Nach dem Terroranschlag in Nizza 2015 war die Braderie zunächst zwei Jahre ganz auf Eis gelegt worden, bevor ein neues Konzept zaghafte, erste Schritte und 2019 dann auch wieder die Teilnahme der Friedrichsdorfer möglich machte. Inzwischen ist die Angst etwas in den Hintergrund getreten, und ganz langsam befreit sich die Braderie aus ihrem selbst gewählten und dennoch unfreiwilligen Schneckenhaus. Auch wenn im vergangenen Oktober an allen Zugängen Wachposten standen und Betonblöcke allzu offene Zufahrten blockierten.

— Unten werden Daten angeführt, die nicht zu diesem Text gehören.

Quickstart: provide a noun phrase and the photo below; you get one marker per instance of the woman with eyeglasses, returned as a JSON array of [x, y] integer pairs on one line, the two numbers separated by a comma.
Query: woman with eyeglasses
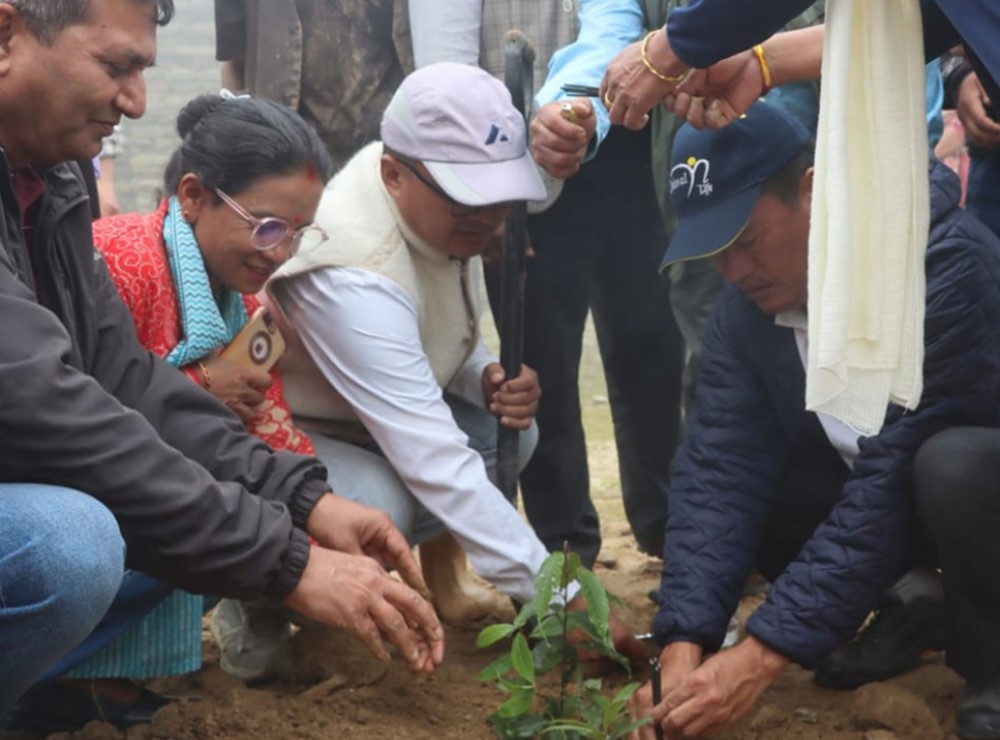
[[242, 190]]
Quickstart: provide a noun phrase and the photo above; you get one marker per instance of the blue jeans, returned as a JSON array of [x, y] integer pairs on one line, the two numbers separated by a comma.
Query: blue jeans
[[64, 590], [62, 559]]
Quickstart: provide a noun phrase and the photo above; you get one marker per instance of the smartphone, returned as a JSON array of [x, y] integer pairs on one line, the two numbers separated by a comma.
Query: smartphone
[[259, 344]]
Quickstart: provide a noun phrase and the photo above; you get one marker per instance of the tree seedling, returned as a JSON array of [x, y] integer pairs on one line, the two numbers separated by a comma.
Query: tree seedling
[[555, 634]]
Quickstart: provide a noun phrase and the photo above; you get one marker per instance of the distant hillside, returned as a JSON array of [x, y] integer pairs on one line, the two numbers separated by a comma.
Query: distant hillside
[[185, 67]]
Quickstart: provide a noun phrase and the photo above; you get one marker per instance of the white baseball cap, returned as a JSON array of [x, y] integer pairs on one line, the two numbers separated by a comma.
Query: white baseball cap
[[459, 121]]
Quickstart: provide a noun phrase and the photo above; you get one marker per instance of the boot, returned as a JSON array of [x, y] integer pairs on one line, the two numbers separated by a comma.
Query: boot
[[458, 597]]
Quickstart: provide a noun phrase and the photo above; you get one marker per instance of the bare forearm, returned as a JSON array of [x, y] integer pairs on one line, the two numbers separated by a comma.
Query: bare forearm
[[795, 56]]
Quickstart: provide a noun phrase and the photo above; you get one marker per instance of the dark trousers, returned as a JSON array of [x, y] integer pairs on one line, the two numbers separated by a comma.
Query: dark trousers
[[957, 475], [598, 248], [956, 528]]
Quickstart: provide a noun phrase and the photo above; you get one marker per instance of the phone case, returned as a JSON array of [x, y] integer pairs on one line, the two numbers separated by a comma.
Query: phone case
[[259, 344]]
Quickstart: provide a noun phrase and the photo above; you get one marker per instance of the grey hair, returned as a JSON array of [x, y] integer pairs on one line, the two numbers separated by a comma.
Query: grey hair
[[46, 18]]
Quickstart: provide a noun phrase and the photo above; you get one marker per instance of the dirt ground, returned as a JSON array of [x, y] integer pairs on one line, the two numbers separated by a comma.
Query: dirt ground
[[332, 689]]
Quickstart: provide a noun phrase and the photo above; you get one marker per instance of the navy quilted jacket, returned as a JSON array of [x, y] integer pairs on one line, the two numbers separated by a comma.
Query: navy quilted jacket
[[750, 421]]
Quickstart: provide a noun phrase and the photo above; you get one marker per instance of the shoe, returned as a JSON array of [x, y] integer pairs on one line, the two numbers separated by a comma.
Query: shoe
[[55, 707], [251, 636], [890, 644], [978, 716]]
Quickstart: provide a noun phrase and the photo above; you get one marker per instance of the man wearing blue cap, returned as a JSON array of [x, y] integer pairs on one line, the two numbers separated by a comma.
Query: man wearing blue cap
[[823, 514]]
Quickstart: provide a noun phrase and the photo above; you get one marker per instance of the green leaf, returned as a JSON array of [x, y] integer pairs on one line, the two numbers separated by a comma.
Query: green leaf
[[546, 628], [494, 633], [546, 582], [572, 569], [521, 659], [597, 602], [547, 656], [518, 704], [626, 691], [569, 725], [525, 727], [495, 670]]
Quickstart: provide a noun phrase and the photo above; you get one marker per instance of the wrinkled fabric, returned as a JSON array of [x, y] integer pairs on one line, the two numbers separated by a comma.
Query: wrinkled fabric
[[750, 422]]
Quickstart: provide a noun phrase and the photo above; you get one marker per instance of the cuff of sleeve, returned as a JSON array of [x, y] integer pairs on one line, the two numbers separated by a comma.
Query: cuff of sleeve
[[293, 562], [758, 627], [953, 80], [307, 494]]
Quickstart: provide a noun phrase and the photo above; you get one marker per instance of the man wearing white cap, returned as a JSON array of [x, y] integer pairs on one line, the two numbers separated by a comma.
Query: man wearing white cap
[[388, 371]]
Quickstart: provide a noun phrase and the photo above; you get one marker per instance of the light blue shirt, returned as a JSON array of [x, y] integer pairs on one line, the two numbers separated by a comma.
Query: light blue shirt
[[606, 27]]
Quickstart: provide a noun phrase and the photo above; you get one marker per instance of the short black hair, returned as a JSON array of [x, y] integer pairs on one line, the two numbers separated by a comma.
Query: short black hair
[[784, 184], [229, 143], [46, 18]]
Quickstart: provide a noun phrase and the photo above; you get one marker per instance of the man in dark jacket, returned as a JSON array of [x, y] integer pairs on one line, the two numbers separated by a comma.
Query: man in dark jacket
[[760, 482], [109, 458]]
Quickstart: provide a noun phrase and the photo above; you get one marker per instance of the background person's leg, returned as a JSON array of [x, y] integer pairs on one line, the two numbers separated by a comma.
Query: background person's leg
[[957, 475], [641, 348], [61, 564]]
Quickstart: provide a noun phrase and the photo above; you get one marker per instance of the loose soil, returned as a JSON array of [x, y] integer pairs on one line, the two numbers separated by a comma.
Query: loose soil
[[332, 689]]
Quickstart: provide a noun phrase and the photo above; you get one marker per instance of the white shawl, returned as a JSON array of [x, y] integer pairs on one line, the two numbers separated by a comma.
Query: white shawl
[[870, 215]]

Überraschend auch für Brigitte Arnold, seit Jahren die Organisatorin der Friedrichsdorfer Teilnahme, der Bereich vor dem Rathaus um die rue Carnot und die rue Gambetta und auch der Platz des 14. Juli wurden 2019 offenbar recht spontan wieder geöffnet. Bei strahlendem Sonnenschein wirkte die Braderie dennoch, als müsse sie ihren Esprit und sich selbst erst wieder neu erfinden. Das Gedränge zwischen den Ständen war – gemessen an früheren Jahren – mäßig.

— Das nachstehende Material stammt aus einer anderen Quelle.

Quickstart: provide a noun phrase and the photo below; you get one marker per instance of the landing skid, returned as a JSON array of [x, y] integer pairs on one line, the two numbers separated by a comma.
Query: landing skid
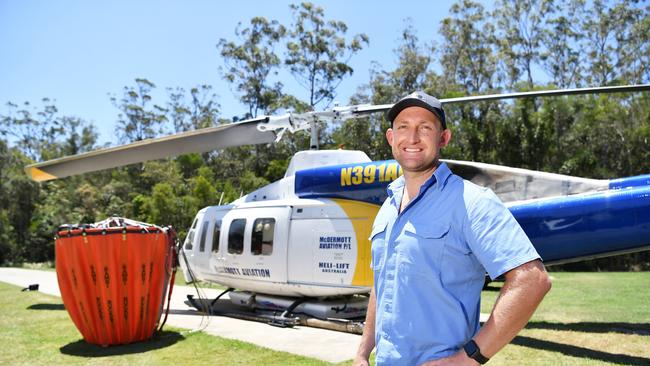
[[284, 318]]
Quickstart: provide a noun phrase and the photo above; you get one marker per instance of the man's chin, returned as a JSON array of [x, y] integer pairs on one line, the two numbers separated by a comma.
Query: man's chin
[[417, 166]]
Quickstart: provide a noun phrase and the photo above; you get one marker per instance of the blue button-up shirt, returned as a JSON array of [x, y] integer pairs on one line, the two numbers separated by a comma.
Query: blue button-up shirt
[[429, 265]]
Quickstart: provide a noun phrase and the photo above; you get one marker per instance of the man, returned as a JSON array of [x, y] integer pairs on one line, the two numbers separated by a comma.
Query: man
[[432, 242]]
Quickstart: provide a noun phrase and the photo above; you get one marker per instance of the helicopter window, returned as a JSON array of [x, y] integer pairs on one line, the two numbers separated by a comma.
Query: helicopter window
[[204, 233], [262, 236], [215, 236], [190, 236], [236, 236]]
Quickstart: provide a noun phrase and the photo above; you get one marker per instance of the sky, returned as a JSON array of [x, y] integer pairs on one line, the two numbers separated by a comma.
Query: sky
[[79, 53]]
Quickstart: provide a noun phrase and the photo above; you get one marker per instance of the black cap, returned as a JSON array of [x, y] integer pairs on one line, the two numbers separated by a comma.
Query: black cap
[[418, 99]]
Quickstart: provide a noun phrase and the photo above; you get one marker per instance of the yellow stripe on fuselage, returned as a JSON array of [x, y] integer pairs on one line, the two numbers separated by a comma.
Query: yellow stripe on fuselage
[[361, 215], [38, 175]]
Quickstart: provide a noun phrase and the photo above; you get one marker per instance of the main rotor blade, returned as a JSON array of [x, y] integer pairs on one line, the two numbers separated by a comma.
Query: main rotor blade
[[549, 93], [203, 140], [363, 110]]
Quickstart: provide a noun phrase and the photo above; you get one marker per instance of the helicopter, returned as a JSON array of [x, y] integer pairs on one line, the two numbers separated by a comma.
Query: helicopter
[[308, 234]]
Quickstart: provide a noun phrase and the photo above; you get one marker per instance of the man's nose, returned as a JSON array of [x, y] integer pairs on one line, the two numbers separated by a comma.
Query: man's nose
[[412, 135]]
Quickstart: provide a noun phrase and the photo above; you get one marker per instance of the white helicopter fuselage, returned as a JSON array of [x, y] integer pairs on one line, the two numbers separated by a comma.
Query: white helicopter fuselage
[[273, 242]]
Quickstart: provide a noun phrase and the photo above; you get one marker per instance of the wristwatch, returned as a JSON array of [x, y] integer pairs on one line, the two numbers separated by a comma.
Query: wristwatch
[[472, 350]]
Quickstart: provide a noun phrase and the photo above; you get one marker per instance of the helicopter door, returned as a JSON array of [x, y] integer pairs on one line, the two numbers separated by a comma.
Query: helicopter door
[[188, 248], [256, 243]]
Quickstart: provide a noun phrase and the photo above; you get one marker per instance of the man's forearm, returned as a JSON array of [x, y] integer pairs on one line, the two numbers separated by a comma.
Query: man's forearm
[[367, 343], [523, 290]]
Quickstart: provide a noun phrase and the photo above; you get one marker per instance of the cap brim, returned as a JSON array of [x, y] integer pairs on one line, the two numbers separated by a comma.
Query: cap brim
[[413, 102]]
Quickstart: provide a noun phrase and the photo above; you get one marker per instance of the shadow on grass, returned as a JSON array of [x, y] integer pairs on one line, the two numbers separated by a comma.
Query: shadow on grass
[[594, 327], [582, 352], [159, 340], [46, 307]]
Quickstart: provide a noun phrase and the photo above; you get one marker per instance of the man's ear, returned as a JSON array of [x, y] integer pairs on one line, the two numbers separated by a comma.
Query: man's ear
[[445, 137], [389, 136]]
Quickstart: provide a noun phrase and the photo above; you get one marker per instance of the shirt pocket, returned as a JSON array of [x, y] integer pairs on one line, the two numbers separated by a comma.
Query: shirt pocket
[[421, 248], [378, 239]]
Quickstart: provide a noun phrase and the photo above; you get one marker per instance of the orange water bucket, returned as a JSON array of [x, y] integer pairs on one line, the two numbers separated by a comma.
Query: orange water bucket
[[113, 279]]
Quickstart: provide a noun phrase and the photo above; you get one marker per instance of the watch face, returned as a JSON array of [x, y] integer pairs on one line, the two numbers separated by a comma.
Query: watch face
[[471, 348]]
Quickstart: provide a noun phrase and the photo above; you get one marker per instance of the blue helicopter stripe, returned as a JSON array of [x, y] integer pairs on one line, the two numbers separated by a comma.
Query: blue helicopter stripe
[[582, 226], [366, 182], [564, 228]]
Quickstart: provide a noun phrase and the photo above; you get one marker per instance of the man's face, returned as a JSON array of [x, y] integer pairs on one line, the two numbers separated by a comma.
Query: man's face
[[416, 138]]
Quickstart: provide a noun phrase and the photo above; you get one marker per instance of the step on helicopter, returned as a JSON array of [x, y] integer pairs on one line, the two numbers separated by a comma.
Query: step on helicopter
[[306, 236]]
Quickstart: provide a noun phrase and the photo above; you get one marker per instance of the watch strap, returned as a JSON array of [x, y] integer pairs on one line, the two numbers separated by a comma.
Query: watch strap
[[474, 352]]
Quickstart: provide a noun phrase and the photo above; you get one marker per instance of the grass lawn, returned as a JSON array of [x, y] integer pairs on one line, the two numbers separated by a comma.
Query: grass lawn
[[35, 329], [586, 319]]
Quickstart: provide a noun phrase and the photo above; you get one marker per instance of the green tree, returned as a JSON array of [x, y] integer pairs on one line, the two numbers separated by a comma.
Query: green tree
[[201, 111], [138, 119], [520, 33], [318, 53], [251, 61]]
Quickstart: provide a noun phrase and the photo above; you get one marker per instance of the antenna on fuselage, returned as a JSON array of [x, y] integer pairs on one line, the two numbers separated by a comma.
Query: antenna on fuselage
[[313, 126]]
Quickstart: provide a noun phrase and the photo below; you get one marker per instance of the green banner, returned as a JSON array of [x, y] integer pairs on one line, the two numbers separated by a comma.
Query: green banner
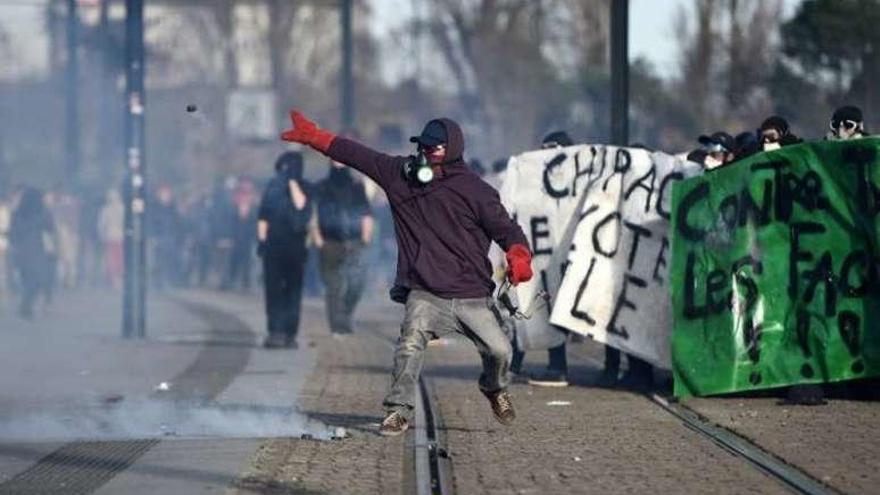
[[774, 270]]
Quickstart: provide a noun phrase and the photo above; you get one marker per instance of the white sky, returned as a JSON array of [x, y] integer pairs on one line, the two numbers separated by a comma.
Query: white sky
[[651, 30], [651, 33]]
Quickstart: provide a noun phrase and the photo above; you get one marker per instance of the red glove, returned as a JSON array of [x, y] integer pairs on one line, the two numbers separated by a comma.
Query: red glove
[[519, 264], [306, 132]]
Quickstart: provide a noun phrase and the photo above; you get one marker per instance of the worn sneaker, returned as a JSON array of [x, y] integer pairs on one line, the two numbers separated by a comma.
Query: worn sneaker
[[274, 341], [549, 378], [394, 424], [502, 407]]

Wie sehr der deutsche Stand seit 2016 vermisst wurde, zeigten die zahlreichen Gespräche am Stammplatz. „Da seid ihr ja wieder“, lautete ein ums andere Mal die freudige Begrüßung. Man schwatzt, trinkt einen Riesling und ist froh, die wenigen, noch nicht vergessenen deutschen Worte aus dem Gedächtnis kramen zu können – egal, ob sie gerade passen. Darüber gelacht wird trotzdem. Und Norbert Schneider fühlte sich nach kurzer Zeit am Zapfhahn wohl, die Bestellungen flogen ihm halb in französischer, halb in englischer Sprache entgegen. Nach dem ersten Fass wusste er zudem, dass sich hinter „une pression“ und „une blonde“ ein und dasselbe verbirgt, nämlich ein frisch Gezapftes.

Denn das war der deutsche Stand seit jeher: Mehr Anlaufstelle für Kontakte und Gespräche statt Verkaufsstand. Das sieht auch Alexandre Joly so, der dem Team hinter den blau-weiß-roten Tischdecken wie üblich einen Besuch abstattete und sich deutschen Weißwein und Bratwurst schmecken ließ. Ob zum letzten Mal in seiner Funktion als Bürgermeister, wird der Urnengang Ende Juni zeigen.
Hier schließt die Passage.